Updating The Development Database Dump

When the database schema changes or new models/data are added to staging, it may be necessary to update the database dump used to setup the develoment environment. To create the database dump, do the following:

Downoad the azavea-climate.pem SSH key from the fileshare and add it to your virtual machine's ssh-agent.

Setup an SSH tunnel from your virtual machine, through the bastion host, to the database instance:

ssh -A -l ec2-user -L <local port>:database.service.climate.internal:5432 -Nf bastion.staging.climate.azavea.com

After the SSH tunnel is setup, run pg_dump to take a backup of Staging and save it in the database_backup folder:

$ pg_dump -U climate -d climate -p <local port> -h localhost  -v -O -Fc -f database_backup/cc_dev_db.dump

Where -O ignores table permissions, -p is the port forwarded to the bastion host, -h is the database host, and -Fc ensures that the dump is in the pg_restore custom format.

Once that backup has completed and you have the dump locally, Console into the postgres container and use pg_restore to load the database.:

$ ./scripts/console postgres /bin/bash
# pg_restore -j 4 -v -O -d climate -U climate /opt/database_backup/cc_dev_db.dump

After the backup is loaded, decrease the size of the database by removing ClimateData for all cities but Phoenix, AZ, Philadelphia, PA, and Houston, TX. Additionally, ClimateUser, Session objects, Tokens, UserProfiles and Projects should be removed. From inside the VM, do::

$ ./scripts/console django './manage.py shell_plus'

And from the django console, do:

# Delete all climate users
In [1]: ClimateUser.objects.all().delete()
Out[1]:
(38,
 {'admin.LogEntry': 0,
  'authtoken.Token': 12,
  'user_management.ClimateUser': 12,
  'user_management.ClimateUser_groups': 0,
  'user_management.ClimateUser_user_permissions': 0,
  'user_management.UserProfile': 8,
  'user_projects.Project': 6})

# Delete all User sessions
In [2]: Session.objects.all().delete()
Out[2]: (36, {'sessions.Session': 36})

# Delete all cities whose names are not Philadelphia, Houston or Phoenix
In [3]: City.objects.exclude(name__in=['Philadelphia', 'Houston', 'Phoenix']).delete()
Out[3]: (14, {'climate_data.City': 7, 'climate_data.CityBoundary': 7})
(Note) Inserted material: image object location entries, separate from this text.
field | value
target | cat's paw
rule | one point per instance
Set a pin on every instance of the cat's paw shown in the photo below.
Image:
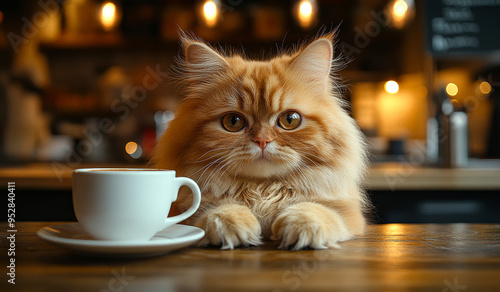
(229, 226)
(309, 225)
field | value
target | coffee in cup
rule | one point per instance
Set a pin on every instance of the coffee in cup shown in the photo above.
(128, 204)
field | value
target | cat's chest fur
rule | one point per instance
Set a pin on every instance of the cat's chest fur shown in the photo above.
(265, 198)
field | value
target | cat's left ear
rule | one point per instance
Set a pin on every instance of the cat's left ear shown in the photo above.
(202, 61)
(314, 62)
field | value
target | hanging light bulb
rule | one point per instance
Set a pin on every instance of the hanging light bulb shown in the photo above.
(306, 13)
(109, 16)
(400, 12)
(210, 12)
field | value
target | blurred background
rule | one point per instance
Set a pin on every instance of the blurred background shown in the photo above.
(87, 83)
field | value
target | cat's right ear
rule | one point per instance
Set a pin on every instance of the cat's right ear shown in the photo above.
(202, 58)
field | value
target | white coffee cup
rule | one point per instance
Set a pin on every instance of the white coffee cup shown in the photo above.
(128, 204)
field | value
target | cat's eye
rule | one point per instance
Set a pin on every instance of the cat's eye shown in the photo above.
(233, 122)
(289, 120)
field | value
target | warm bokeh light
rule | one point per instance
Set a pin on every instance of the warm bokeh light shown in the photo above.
(131, 147)
(484, 87)
(451, 89)
(391, 86)
(305, 9)
(210, 13)
(108, 16)
(306, 13)
(399, 10)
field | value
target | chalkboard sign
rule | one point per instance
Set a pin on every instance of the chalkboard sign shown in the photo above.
(462, 27)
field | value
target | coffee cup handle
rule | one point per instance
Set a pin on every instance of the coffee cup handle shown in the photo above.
(184, 181)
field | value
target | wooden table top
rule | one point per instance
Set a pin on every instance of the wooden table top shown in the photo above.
(392, 257)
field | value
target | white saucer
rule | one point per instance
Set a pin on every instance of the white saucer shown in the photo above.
(72, 236)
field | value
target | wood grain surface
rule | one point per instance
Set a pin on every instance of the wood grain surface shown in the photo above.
(392, 257)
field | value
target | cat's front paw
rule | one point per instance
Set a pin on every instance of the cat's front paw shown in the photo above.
(229, 226)
(309, 225)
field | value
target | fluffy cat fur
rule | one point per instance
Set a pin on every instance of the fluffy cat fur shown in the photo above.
(300, 186)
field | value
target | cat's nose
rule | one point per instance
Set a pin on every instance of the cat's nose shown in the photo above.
(262, 142)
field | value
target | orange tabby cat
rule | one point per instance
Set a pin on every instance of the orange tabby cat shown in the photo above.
(271, 146)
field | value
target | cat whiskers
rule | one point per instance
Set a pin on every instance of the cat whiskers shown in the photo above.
(306, 154)
(208, 158)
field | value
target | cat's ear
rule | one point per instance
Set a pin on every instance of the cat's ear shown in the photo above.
(314, 62)
(203, 58)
# Delete all Climate data that isn't associated with one of the cities above
In [4]: ClimateDataCell.objects.exclude(city_set__city__in=City.objects.all()).delete()
Out[4]:
(80915,
 {'climate_data.ClimateDataBaseline': 60,
  'climate_data.ClimateDataCell': 12,
  'climate_data.ClimateDataCityCell': 0,
  'climate_data.ClimateDataYear': 80828,
  'climate_data.HistoricAverageClimateDataYear': 15})
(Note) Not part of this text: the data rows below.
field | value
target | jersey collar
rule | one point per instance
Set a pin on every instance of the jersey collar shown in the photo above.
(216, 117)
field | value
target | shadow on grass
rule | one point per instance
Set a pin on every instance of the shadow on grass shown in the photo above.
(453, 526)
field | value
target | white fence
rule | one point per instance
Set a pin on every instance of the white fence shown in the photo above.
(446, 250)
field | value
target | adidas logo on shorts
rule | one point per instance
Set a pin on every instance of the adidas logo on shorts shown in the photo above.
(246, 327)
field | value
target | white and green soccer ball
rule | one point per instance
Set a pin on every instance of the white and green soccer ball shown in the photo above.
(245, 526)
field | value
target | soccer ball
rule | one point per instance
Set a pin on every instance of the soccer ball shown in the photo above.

Once the database has been pruned, run pg_dump from inside of the postgres container to make a database dump of the current state. Console into the postgres container:

$ docker-compose exec postgres pg_dump -T pg_dump -U climate -d climate -v -O -Fc -f /opt/database_backup/cc_dev_db.dump

Finally, move the latest backup on S3 into the archive folder, then copy the newest backup to S3.:

$ aws s3 mv s3://development-climate-backups-us-east-1/db/latest/cc_dev_db.dump s3://development-climate-backups-us-east-1/db/archive/cc_dev_db_<DATE>.dump

$ aws s3 cp database_backup/cc_dev_db.dump s3://development-climate-backups-us-east-1/db/latest/

Where DATE is in the format yyyymmdd (i.e. cc_dev_db_20170508.dump)